PostPosted: Thu Jun 23, 2011 13:53
by bahamada
celeron55 wrote:bahamada: I am interested in including your addition of OpenAL support, can you provide a clean patch for it?

Yes this should be no Problem...

Edit: https://bitbucket.org/celeron55/minetest/pull-request/2/audio-subsystem

PostPosted: Fri Jun 24, 2011 07:55
by spongie
See issue #19 http://bitbucket.org/celeron55/minetest/issue/19/new-input-controls.

I will make a test implementation as a suggestion and we'll see where it goes from there. If celeron likes this idea, put my name up in the whodoeswhat wiki. :)
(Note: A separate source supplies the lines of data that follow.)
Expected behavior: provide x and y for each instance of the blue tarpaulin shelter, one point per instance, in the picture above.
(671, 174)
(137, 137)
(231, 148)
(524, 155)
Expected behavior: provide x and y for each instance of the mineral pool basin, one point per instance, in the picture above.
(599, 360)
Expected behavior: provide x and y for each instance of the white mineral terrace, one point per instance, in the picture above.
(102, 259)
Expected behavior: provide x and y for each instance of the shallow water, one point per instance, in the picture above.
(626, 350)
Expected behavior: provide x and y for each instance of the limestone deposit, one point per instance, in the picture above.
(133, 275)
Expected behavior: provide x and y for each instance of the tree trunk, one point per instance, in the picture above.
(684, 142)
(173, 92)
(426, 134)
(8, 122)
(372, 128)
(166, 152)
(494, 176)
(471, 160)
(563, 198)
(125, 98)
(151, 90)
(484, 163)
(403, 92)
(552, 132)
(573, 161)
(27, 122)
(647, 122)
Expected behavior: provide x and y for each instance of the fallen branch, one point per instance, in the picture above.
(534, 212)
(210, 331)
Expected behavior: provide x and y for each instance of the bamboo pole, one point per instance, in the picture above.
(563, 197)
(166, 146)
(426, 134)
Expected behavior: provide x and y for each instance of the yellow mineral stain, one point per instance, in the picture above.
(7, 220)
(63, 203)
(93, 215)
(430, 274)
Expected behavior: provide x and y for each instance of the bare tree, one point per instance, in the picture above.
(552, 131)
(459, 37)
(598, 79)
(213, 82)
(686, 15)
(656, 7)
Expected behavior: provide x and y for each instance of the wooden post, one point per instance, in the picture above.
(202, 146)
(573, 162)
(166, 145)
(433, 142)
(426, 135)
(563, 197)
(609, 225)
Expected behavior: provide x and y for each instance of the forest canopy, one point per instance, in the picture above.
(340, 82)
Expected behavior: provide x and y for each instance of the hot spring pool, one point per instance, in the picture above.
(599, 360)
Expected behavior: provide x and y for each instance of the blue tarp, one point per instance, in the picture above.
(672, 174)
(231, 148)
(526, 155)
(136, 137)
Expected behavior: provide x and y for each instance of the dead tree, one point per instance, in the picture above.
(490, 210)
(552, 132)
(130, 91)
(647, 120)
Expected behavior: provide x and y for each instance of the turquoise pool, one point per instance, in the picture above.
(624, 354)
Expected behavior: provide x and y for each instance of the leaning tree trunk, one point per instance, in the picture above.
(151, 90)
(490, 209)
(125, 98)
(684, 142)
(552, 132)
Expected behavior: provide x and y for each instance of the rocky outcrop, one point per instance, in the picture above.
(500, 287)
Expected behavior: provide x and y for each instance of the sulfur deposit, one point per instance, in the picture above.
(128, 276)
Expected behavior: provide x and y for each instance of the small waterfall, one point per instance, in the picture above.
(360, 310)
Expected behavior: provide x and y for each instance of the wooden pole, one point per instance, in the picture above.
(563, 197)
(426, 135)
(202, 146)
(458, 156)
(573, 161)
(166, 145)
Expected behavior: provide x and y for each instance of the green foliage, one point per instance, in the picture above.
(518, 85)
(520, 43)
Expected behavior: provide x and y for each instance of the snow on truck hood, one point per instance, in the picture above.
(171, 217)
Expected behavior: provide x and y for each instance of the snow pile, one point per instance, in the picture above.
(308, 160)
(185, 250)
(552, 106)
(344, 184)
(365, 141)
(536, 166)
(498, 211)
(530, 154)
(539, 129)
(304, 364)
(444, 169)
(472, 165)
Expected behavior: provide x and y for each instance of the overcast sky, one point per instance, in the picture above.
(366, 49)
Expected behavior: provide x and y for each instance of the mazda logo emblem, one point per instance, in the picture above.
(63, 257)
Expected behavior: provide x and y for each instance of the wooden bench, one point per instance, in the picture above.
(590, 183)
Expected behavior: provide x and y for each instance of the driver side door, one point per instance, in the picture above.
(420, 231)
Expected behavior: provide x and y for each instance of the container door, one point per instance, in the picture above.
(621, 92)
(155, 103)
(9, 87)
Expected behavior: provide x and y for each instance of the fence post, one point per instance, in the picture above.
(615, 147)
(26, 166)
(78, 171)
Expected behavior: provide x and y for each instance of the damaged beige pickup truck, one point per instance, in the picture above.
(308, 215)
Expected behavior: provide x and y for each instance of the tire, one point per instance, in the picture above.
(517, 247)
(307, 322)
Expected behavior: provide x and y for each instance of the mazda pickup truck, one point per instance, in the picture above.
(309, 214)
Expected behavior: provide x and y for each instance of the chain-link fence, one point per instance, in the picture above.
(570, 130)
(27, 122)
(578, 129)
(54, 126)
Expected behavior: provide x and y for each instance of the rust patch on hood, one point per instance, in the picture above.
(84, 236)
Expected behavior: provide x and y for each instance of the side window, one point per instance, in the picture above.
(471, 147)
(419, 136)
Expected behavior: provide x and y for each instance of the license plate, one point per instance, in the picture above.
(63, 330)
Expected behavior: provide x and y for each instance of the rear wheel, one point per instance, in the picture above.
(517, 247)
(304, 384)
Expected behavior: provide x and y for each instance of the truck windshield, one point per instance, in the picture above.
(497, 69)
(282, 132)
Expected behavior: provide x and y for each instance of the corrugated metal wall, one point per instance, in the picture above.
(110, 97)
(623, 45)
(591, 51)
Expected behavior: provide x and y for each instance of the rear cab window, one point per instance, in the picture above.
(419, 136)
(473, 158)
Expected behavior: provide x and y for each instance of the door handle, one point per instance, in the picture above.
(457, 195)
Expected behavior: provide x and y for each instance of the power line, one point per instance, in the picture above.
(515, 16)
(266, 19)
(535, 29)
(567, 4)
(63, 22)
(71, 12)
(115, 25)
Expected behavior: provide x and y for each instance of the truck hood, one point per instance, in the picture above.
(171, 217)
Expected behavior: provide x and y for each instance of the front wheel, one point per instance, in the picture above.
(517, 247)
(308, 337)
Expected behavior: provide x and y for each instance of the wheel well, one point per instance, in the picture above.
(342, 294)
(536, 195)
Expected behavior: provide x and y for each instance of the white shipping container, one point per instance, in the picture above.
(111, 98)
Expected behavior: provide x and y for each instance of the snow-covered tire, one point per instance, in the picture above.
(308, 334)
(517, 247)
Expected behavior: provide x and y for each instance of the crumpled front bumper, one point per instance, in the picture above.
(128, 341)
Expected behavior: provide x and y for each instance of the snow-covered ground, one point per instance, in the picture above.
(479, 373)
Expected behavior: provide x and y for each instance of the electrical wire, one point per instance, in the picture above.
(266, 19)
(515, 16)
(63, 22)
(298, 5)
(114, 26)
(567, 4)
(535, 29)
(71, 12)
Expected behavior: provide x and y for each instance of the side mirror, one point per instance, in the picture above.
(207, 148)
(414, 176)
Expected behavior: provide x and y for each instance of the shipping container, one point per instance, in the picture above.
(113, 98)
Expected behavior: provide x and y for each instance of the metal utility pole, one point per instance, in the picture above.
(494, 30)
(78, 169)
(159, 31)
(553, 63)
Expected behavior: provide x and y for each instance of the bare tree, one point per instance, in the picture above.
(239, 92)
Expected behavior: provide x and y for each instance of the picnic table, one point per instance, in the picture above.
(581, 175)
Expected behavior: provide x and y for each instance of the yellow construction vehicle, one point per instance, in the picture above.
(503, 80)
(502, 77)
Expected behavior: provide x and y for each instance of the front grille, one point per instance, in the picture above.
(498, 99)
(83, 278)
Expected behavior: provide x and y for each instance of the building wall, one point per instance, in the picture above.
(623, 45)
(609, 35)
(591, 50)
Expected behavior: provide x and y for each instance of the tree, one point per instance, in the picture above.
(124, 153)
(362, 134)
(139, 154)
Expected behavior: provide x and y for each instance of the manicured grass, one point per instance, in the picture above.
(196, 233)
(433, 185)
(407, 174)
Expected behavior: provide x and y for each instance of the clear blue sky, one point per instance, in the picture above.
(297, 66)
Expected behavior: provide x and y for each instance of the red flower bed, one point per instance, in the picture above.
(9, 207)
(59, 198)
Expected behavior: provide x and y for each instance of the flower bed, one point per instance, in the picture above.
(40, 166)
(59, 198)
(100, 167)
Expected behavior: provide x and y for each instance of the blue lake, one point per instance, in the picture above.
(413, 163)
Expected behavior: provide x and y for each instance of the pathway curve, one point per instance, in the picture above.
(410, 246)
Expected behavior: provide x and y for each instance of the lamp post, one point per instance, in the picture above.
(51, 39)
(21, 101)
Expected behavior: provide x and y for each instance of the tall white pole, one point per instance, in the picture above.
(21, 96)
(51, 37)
PostPosted: Fri Jun 24, 2011 21:54
by spongie
Input refactoring test implementation here:

http://bitbucket.org/spongie/minetest-spongie/changeset/f69d72ff4e2d

- Replaces InputHandler with abstract NewInputHandler (I know, I don't know why I kept the old one) that handles presses, releases and states of keyboard, mouse buttons and joystick buttons. Also reads mouse position and joystick axes realtime.
The current only implementation is IrrlichtInputHandler which uses Irrlicht to get input.
- Adds Controller, abstract type for setting up control variables based on settings.
- Implemented Controller's: GameController (used while playing) and MenuController (will be used when a menu or window is active).

Todo:
- Dynamic binding of keys, mouse and joystick axes to each possible control.
- Integrate MenuController with the UI.
- Complete the joystick portion in GameController.

Any number of Controller implementations can be written for any type of control interface, say vehicles, in game, controlling the cursor in menus using a joystick etc. A controller is updated from any number of NewInputHandler implemenations, this means we can easily add 3rd party input without changing any game controllers or game code.

It's getting late and I've been working on this all day so, cheers and good night!

PostPosted: Sat Jun 25, 2011 11:53
by spongie
So this is what has become of suggestion for replacing the old controls.

Overview:
http://bitbucket.org/spongie/minetest-spongie/wiki/Home

It's looking OK. It's quite comfortable playing the game with joystick.

There's still an issue with Irrlicht mouse events and using setPointer to keep the cursor in the middle of the screen. I'm hoping I'll figure it out soon tho.